Prediction of entry paths of solar wind ions into the inner magnetosphere using a toy model
Prediction of entry paths of solar wind ions into the inner magnetosphere using a toy model
Abstract:
Finding entry paths for, and energization mechanisms of solar wind ions into and within Earth’s inner magnetosphere are discussed in this presentation. The Radiation Belt Storm Probes Ion Composition Experiment (RBSPICE) on the twin Van Allen Probes spacecraft measures energetic charged particles [~20 keV to ~1 MeV] in the inner magnetosphere and ring current. We have identified a number of RBSPICE measurements with clear higher charge state oxygen (O5/6+) and helium (He2+) ion injection events, and deployed a fully kinetic toy model to track the particles forward and backward in time. The model is based on the time-dependent TS07D model for the magnetic field structure.
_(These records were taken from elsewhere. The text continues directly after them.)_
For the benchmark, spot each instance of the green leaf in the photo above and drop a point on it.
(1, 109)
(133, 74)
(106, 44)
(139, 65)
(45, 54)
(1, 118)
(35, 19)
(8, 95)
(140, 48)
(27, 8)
We imposed a transient artificial electric field in the nightside magnetosphere of various amplitudes in order to further track the particles to the entry regions in the outer magnetosphere and understand the variations required for best interplanetary access. The model shows that initial particle departure and entry path can greatly vary by the particle’s phase angle (as measured in the plane perpendicular to the local magnetic field), as well as the imposed potential drops. Possible effects of scattering processes have been ignored in our simulations. Additionally, results of the forward modeling simulation will be presented to show estimates of ion energization rates as ions drift through the magnetosphere.